9. Even if the above were not the case, a second source for decision is available to this Court. That is, this Court had before it testimony of Deputy Larry Fenton and Defendant, Elizabeth June Davant. It also had the benefit of viewing the videotape and the physical evidence offered by the Defendant. Even should the proceedings of November 10, 1983 not constitute “the law of the case,” an adequate and substantial basis appears from the testimony presented that, in fact, the State failed to honor repeated requests by the Defendant to call her attorney despite the fact that a telephone was close at hand and she had possession of telephone numbers at which he could be reached.

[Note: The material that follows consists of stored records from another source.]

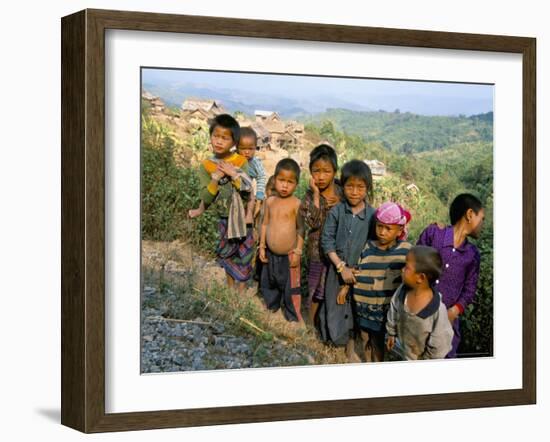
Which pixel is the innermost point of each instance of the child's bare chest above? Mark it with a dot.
(283, 211)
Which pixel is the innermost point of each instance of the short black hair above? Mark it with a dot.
(248, 132)
(288, 164)
(228, 122)
(357, 169)
(428, 261)
(323, 152)
(461, 204)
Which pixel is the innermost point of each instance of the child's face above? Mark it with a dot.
(476, 222)
(285, 183)
(355, 191)
(408, 273)
(222, 141)
(247, 147)
(387, 233)
(322, 173)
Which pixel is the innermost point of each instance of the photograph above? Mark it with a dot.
(302, 220)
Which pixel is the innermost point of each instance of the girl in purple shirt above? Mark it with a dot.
(458, 281)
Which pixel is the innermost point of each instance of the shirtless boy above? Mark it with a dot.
(281, 241)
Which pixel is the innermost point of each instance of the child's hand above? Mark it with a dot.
(342, 294)
(228, 169)
(452, 313)
(348, 276)
(257, 208)
(313, 186)
(294, 259)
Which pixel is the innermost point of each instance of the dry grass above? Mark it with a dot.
(202, 282)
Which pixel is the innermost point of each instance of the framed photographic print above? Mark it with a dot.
(161, 329)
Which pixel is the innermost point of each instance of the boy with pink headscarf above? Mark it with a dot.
(379, 275)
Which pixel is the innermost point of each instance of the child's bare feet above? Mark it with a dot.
(351, 354)
(342, 294)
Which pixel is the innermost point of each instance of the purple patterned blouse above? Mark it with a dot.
(458, 281)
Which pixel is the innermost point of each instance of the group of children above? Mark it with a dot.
(366, 283)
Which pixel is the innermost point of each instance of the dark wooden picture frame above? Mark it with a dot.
(83, 220)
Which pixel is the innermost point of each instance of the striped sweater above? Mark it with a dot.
(378, 278)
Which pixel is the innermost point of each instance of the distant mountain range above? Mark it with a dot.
(173, 94)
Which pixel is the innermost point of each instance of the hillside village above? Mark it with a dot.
(277, 138)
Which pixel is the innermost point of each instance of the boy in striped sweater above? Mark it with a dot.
(379, 275)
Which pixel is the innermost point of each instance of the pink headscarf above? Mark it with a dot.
(393, 213)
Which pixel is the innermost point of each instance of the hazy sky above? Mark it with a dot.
(413, 96)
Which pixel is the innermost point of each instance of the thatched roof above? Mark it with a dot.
(193, 103)
(147, 95)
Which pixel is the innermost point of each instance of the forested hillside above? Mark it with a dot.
(429, 160)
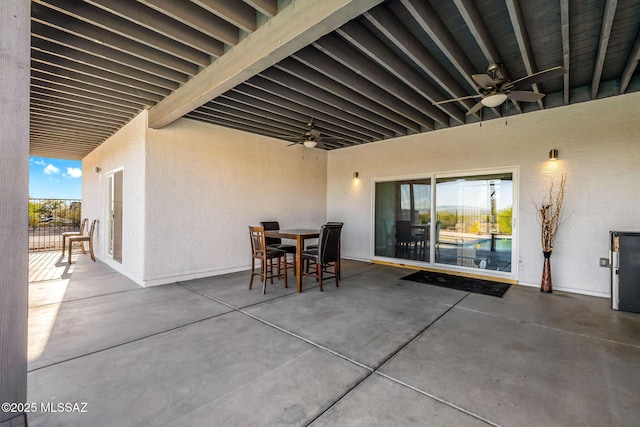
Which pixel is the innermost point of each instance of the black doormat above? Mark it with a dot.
(467, 284)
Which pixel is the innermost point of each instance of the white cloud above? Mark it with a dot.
(51, 170)
(73, 173)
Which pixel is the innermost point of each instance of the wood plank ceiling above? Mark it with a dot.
(96, 64)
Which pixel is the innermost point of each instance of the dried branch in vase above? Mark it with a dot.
(549, 214)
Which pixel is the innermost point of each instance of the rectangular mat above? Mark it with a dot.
(467, 284)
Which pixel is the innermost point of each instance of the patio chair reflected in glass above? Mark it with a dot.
(326, 255)
(275, 243)
(83, 226)
(265, 255)
(82, 239)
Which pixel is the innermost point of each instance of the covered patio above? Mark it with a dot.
(378, 350)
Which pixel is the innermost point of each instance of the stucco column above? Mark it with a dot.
(14, 194)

10. As the predecessor Judge found, so too this Judge finds that the Defendant repeatedly attempted to invoke her rights under the Sixth Amendment of the constitution of the United States; Article I, Section 16 of the Constitution of the State of Florida; and Florida Statute 901.24. Her efforts were in vain. The failure of the police officers to acquiesce to these requests, which were reasonable at the time, cannot be tolerated or condoned. Accordingly, it is

ORDERED and ADJUDGED that

1. Motion to Suppress the videotape and all observations made by police officers from the point of her arrest forward be and the same is hereby GRANTED.

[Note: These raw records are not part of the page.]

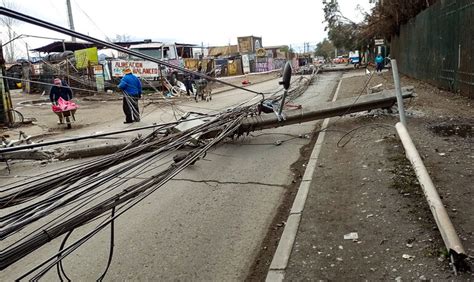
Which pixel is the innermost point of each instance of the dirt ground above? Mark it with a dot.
(364, 184)
(97, 110)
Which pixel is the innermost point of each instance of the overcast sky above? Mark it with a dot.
(212, 23)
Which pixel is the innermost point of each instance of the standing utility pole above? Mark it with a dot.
(71, 22)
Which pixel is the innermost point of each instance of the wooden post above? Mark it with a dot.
(5, 99)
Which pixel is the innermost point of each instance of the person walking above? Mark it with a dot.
(60, 89)
(379, 62)
(188, 83)
(132, 88)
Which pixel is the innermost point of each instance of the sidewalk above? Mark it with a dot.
(367, 187)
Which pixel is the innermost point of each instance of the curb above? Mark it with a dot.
(282, 254)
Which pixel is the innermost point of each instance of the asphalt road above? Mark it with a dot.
(207, 223)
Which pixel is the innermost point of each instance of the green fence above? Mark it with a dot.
(438, 46)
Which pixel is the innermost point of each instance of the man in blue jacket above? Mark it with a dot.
(132, 89)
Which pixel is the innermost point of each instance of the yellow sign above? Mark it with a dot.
(86, 56)
(261, 52)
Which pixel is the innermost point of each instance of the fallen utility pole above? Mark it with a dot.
(330, 109)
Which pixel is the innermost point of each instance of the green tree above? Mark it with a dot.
(325, 49)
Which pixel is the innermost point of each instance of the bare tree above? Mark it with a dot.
(7, 24)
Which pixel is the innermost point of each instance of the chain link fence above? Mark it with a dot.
(438, 46)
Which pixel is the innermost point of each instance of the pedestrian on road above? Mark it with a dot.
(132, 88)
(188, 83)
(60, 89)
(379, 62)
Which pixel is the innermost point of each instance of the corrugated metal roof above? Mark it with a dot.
(223, 50)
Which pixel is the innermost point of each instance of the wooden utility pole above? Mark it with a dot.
(71, 21)
(5, 99)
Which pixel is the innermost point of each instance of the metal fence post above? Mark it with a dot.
(398, 92)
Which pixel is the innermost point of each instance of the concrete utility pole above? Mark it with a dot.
(71, 21)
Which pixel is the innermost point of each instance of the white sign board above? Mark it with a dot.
(379, 42)
(139, 68)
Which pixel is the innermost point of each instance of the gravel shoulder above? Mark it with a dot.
(364, 184)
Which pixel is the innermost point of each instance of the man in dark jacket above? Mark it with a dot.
(60, 89)
(132, 88)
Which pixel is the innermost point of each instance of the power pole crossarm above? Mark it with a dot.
(71, 21)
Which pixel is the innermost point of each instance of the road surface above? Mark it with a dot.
(207, 223)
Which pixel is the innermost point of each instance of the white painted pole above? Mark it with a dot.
(398, 92)
(445, 226)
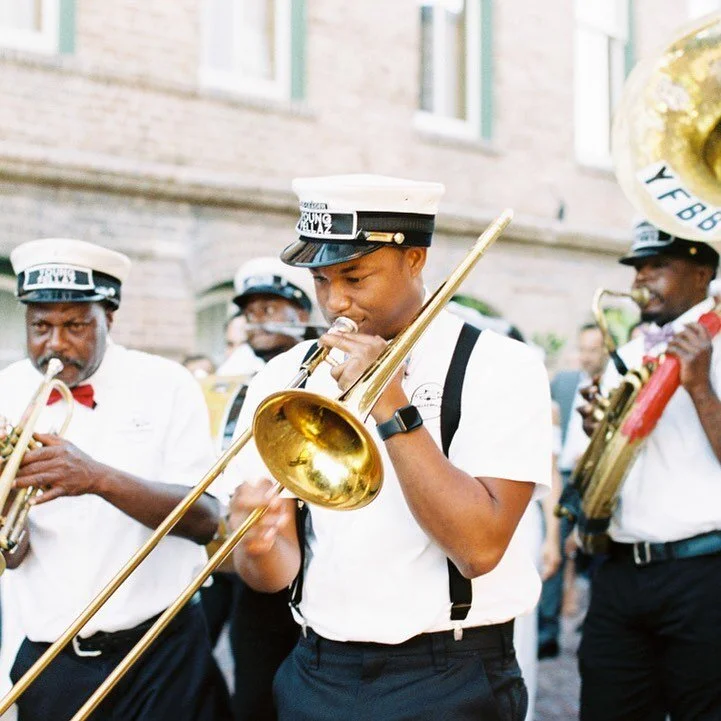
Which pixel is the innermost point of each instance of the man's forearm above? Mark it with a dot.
(150, 503)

2. Pursuant to FS. 901.24 this Court specifically finds that should a Defendant request to speak with an attorney prior to administering a breathalyzer test or prior to or during B.A.T. Mobile video taping, the police agency shall afford the Defendant the reasonable opportunity to telephone an attorney. It is the opportunity to place the call and attempt the contact with counsel that is critical. Should the Defendant be unable to contact the attorney, the breathalyzer and video taping may then continue and any refusal on behalf of the Defendant may be considered by the jury pursuant to 316.1932.

The video and any alcohol level testing would be admissible, if otherwise proper. However, if a request for a telephone consultation with an attorney has been made and not permitted by the police agency, the video tape from the point of the request is subject to suppression as would be the refusal to take the breathalyzer if refused or the results of the breathalyzer if taken.